Charlene found herself feeling the door, like they teach you to do if there’s fire. If the door is hot, don’t open it-they drill this stuff into you. Stop, drop, and roll. Endlessly, your entire school career, they sent you out single file with bells ringing. But the petty suburban abuses, a terrible marriage polluting the air you breathe, a stepfather’s inappropriate glances and crude offhand remarks making you feel small and dirty, a selfish, silly mother who couldn’t seem to decide between the roles of harsh disciplinarian and best girlfriend, leaving you wary and confused. Nobody tells you what to do about those things. Nobody rescues you with a big red truck, sirens blaring. You’re supposed to live with it. But it hurts, damages, like a toxin in the water you can’t smell or taste. It’s only later that its pathology takes hold. You wind up on some shrink’s couch for the rest of your life.
She was thinking this as she pushed the door open and walked down the hall toward the unfamiliar silence, wet nails forgotten now, leaving a smudge of green on the carpet with each step. At the top of the stairs, she stopped.
“Mom?” she called. There was no answer, but she heard something now. Something soft and shuddering, irregular in pitch and rhythm. Weeping. Someone was weeping. She moved slowly down the stairs.
“Mom?”
3
Marshall Crosby was sinking into depression again.

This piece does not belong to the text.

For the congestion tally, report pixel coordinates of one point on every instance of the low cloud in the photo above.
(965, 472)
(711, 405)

Maggie could clearly see that. All the physical cues were there. His hair hung limp and unwashed over his thick glasses. It was one of the first things she’d noticed about him when he began his sessions with her, that he rarely bothered to brush the hair from his eyes. Instead he peered out from beneath it with a variety of expressions-disdain, defiance, shyness, or, like today, a kind of morose sadness. Something invested in itself. His bony shoulders slouched inside a threadbare navy hooded jacket; his knees were spread wide, hands dug deep into the pockets of his jeans. He had the purple shiners of fatigue under each eye.